Our 1984 Experience with Paulo Freire (Personal Reflection XIV)

freire-neutral

This 14th “Personal Reflections” blog continues my modest project of explaining myself to my three adult children who are often puzzled by my criticisms of the United States in these blogs and elsewhere. Half- jokingly (I think) they often ask, “Why do you hate America, Dad?”

Of course, I don’t hate the country of my birth. Quite the opposite. But my patriotism and loyalty take quite different directions from those fostered by the mainstream media and the otherwise fine educations our children received at Wellesley (Maggie), Lafayette (Brendan), and Davidson (Patrick). In contrast to those sources, and for reasons connected with faith, my own thinking aspires to view the world from the perspective of the world’s impoverished majority (both nationally and in the Global South) rather than from that of privileged classes within the United States.

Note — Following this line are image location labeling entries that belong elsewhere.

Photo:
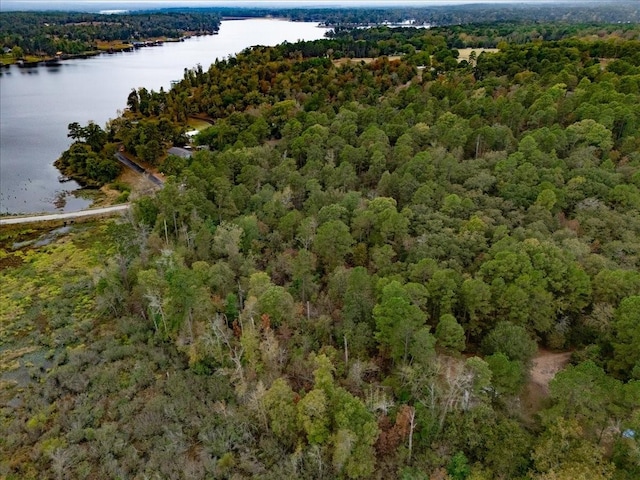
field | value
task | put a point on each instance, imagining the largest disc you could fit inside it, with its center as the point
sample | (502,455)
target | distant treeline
(45,33)
(603,11)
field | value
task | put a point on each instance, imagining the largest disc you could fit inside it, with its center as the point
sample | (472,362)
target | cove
(37,104)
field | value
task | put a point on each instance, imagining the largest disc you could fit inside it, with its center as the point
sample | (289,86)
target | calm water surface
(37,104)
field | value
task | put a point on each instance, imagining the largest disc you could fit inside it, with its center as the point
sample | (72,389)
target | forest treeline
(352,277)
(46,33)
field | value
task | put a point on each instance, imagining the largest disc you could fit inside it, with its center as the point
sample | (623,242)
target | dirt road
(93,212)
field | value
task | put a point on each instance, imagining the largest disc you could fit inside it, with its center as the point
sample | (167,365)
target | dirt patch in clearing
(544,367)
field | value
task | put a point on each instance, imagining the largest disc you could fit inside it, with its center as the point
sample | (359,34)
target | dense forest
(355,272)
(47,33)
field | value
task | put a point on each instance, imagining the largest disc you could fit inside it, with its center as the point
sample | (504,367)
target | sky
(97,5)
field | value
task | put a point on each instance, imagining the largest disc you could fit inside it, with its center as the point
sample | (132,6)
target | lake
(37,104)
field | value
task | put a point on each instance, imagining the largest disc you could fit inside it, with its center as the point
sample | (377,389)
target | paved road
(85,213)
(65,216)
(137,168)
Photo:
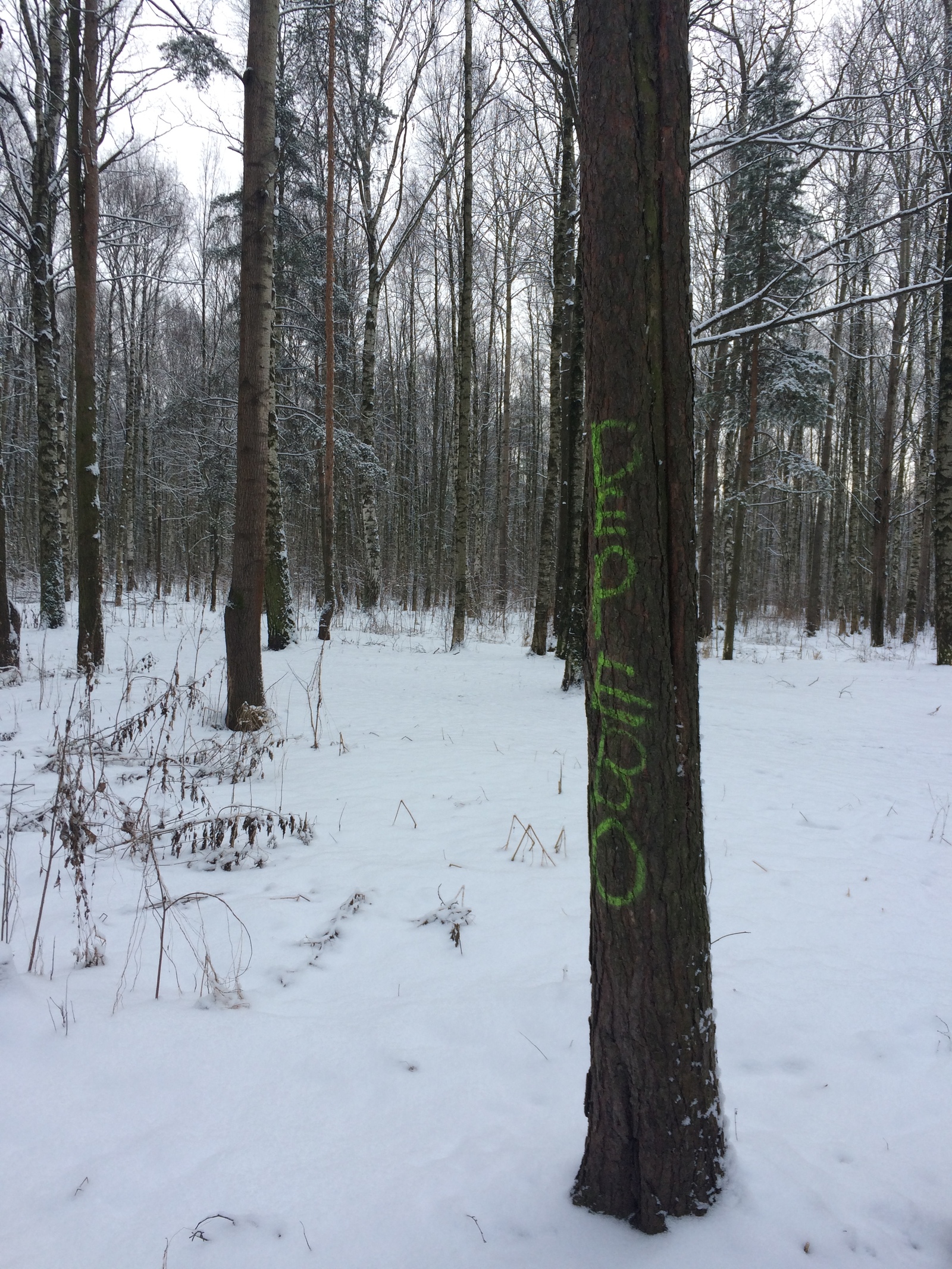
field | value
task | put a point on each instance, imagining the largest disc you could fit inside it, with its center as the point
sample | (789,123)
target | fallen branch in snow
(353,905)
(453,914)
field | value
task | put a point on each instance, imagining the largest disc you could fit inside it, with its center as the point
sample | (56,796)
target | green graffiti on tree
(621,711)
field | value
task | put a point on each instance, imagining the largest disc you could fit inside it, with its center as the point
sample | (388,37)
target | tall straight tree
(328,474)
(83,163)
(942,513)
(243,612)
(654,1140)
(461,526)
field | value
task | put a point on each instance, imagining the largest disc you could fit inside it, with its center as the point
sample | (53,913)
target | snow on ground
(387,1099)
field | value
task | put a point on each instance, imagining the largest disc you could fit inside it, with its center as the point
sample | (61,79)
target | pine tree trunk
(82,144)
(654,1140)
(740,506)
(461,523)
(505,450)
(551,497)
(942,513)
(243,612)
(371,590)
(882,506)
(815,585)
(709,491)
(10,617)
(328,466)
(46,344)
(574,630)
(278,600)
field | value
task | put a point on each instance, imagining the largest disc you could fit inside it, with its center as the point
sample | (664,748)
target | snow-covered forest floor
(384,1091)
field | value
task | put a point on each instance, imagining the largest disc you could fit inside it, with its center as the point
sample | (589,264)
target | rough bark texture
(942,514)
(243,612)
(82,142)
(545,589)
(814,606)
(654,1142)
(882,506)
(328,466)
(574,628)
(278,599)
(461,524)
(10,617)
(49,109)
(740,503)
(505,453)
(369,594)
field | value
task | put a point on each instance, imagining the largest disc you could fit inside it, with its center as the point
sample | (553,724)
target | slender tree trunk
(278,600)
(566,529)
(82,142)
(654,1140)
(942,514)
(740,507)
(125,537)
(815,585)
(49,111)
(505,449)
(547,529)
(371,592)
(575,616)
(882,507)
(243,612)
(461,524)
(10,617)
(709,491)
(328,470)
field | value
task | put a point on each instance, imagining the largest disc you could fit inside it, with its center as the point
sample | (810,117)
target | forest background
(818,242)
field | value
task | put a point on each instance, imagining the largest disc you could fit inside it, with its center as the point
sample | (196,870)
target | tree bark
(243,612)
(278,600)
(547,529)
(461,524)
(942,513)
(82,144)
(815,584)
(328,468)
(740,506)
(46,350)
(654,1141)
(882,506)
(371,590)
(505,455)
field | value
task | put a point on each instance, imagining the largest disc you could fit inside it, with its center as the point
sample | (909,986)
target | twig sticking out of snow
(397,813)
(528,842)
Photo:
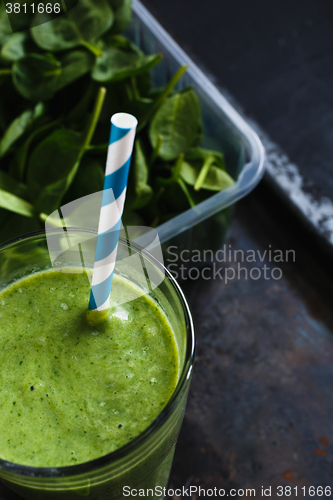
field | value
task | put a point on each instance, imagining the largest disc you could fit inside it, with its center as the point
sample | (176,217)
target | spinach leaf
(17,46)
(36,76)
(82,25)
(13,225)
(18,127)
(54,162)
(177,120)
(215,180)
(7,183)
(15,204)
(122,10)
(17,166)
(89,179)
(140,193)
(74,64)
(201,154)
(120,62)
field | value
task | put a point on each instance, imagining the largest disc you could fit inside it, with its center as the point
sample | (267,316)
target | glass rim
(114,456)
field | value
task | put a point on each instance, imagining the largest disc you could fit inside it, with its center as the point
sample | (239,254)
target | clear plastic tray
(225,130)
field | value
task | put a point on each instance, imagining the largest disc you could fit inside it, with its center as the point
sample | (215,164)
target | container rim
(113,457)
(252,171)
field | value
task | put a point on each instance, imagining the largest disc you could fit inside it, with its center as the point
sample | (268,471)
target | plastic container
(225,131)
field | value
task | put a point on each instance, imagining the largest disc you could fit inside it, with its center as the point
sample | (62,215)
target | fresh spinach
(54,139)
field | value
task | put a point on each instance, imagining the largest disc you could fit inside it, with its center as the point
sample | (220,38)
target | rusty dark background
(260,409)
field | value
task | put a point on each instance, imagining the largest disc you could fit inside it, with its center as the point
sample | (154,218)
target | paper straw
(122,136)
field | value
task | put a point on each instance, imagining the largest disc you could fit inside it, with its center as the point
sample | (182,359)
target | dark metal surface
(260,404)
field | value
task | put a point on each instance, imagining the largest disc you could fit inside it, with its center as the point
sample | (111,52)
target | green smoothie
(70,392)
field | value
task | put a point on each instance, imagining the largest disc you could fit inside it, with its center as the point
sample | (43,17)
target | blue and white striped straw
(123,127)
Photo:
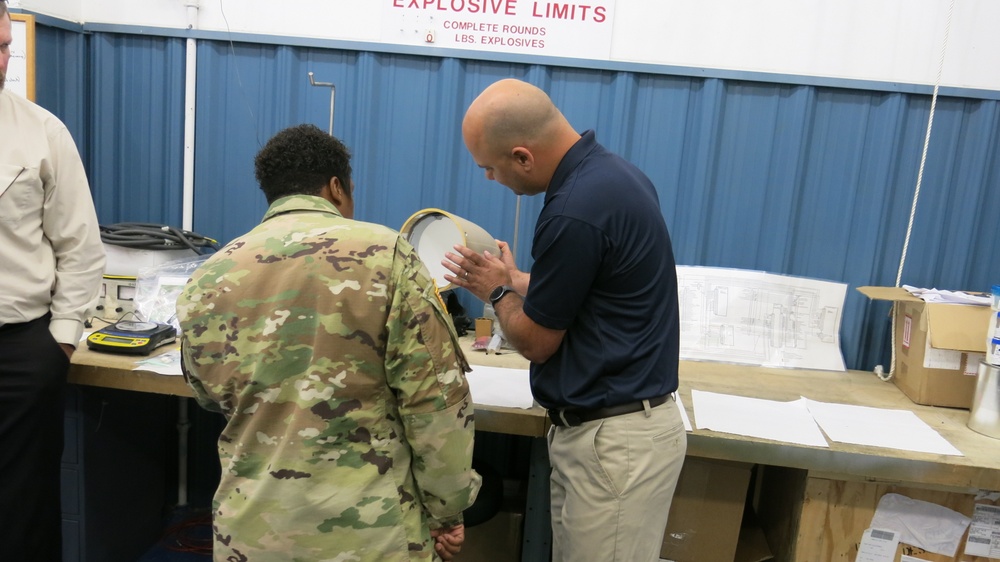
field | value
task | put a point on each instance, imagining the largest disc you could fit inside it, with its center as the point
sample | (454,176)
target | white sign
(534,27)
(16,79)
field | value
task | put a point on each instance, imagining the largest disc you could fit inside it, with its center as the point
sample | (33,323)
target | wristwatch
(499,293)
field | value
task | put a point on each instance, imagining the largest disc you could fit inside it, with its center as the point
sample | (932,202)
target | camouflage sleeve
(425,366)
(187,366)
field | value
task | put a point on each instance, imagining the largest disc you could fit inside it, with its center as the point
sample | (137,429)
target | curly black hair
(300,160)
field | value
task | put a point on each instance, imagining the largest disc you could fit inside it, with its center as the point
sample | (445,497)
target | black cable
(154,237)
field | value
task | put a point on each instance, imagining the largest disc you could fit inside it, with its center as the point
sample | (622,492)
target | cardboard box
(938,347)
(707,511)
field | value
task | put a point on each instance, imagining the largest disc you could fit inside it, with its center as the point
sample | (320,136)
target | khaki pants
(612,483)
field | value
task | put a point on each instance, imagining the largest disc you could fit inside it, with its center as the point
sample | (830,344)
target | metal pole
(333,93)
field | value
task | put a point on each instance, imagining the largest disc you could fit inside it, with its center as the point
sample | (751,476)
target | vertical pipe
(187,221)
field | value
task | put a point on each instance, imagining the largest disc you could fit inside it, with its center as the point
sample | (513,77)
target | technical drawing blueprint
(757,318)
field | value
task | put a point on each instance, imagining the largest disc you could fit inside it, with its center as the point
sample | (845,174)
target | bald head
(515,121)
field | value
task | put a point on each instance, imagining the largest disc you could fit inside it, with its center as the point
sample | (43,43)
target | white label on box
(935,358)
(972,363)
(984,532)
(877,545)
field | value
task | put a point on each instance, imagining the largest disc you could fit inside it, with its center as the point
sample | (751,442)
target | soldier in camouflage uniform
(324,343)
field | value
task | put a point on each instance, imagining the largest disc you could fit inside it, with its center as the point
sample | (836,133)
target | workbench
(798,473)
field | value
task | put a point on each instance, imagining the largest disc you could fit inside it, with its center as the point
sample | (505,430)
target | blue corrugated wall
(801,180)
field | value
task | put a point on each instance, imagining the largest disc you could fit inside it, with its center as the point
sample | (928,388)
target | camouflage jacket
(349,428)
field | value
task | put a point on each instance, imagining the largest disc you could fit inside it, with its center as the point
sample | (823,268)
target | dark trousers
(32,385)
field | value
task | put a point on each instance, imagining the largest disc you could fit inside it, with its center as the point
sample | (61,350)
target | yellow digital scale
(138,338)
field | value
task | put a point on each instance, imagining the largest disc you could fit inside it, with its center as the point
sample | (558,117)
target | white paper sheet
(168,363)
(754,417)
(930,526)
(757,318)
(879,427)
(498,386)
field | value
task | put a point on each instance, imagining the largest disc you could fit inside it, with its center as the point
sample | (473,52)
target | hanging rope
(916,194)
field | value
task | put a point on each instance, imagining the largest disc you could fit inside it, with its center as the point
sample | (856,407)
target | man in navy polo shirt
(597,317)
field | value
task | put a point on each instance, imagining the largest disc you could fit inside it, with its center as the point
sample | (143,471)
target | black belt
(573,417)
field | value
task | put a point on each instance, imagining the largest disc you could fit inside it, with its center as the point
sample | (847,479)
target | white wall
(881,40)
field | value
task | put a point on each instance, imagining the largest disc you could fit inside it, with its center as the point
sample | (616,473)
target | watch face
(497,293)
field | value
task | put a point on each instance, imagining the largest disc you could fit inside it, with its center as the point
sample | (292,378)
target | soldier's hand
(448,541)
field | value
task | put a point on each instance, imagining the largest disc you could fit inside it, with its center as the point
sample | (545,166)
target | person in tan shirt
(53,260)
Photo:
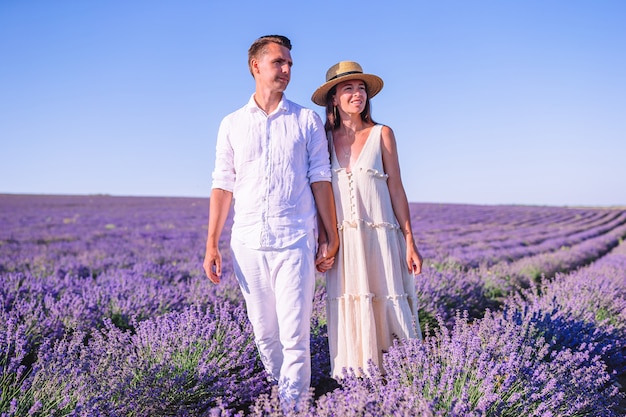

Along with liberation theologians, Paulo Freire has played a major role in shaping me that way. Freire’s the great Brazilian educator who (among other books) wrote The Pedagogy of the Oppressed and Education for Critical Consciousness. His influence on liberation theology is immeasurable.

Peggy and I got to know Paulo quite well beginning in 1982 when we participated in his two-week seminar at Boston College. Then during my first sabbatical from Berea College (1983-’84) Peggy worked with him for six months at his center in Sao Paulo, Brazil. Every week, she joined a team of young Brazilians conducting one of Paulo’s literacy programs in Sao Paulo’s impoverished favelas. It was all part of her research on Freire for her Ed.D (Philosophy of Education doctorate) at the University of Kentucky. In 1986 the American Education Research Association gave Peggy’s work the year’s “Outstanding Dissertation Award for Conceptual Research.” She later published an article based on her work in the Harvard Educational Review.

I remember spending our sixth wedding anniversary in Freire’s apartment in Sao Paulo where we had a memorable supper with him and his wife, Elsa. Afterwards Paulo read aloud from the latest chapter in Peggy’s evolving dissertation. I recall his pausing after reading a lengthy quotation from one of his works and remarking, “Right now I am loving these words.”

I’m convinced that the Rivage-Seul’s were given the gift of tongues for our Brazil experience. During the first semester of my sabbatical (at the end of 1983) and in preparation for our trip to Brazil, I had studied Portuguese at the University of Colorado in Boulder. [I had been given a fellowship there (at the Center for the Study of Values and Social Policy) to research the relationship between freedom and justice. It was to prepare me to head Berea’s newly established Freshman Seminar whose readings were organized around that theme.] In any case, my Latin, French, and Italian helped me learn Portuguese. Peggy’s college French major (at Central Michigan University) helped her as well. Then in Anapolis, Brazil with the help of a tutor, we spent our first two months studying intensively. And it somehow worked. We ended up quite able to carry on in the language.

Brazil at this time was still run by its generals. That was the result of a 1964 coup sponsored by the CIA. The father of my Portuguese teacher at CU was one of those generals. So she arranged for our first few nights in the country to be spent at the Clube Militar as guests of the oppressors and fierce enemies of liberation theology in Brazil which was a hotbed of the discipline. (More about that later.) Staying at the Clube was very creepy for us.

But back to Paulo Freire . . . . After our return to the United States we had a warm reunion with him at the Highlander Center where he was working on a text with the Center’s founder, the great activist, Myles Horton. Horton’s work had directly influenced Martin Luther King. In fact, in the ‘60s, the F.B.I. had published photos of MLK at what they called the “Communist” Center (Highlander). It was part of J. Edgar Hoover’s campaign to portray King as a Red. Paulo’s and Myles’ text was eventually published as We Make the Road by Walking.

As I said, Freire’s method of teaching and learning was central to the methodology of liberation theology, which had increasingly seized my attention since I first encountered it in 1969.

One of Freire’s key concepts (shared with liberation theology) is “the hermeneutical privilege of the poor.”  Basically it says that the poor and oppressed know more about the world (and about the Bible) than the rich and comfortable. That idea constitutes a key basis for my own analysis of the world.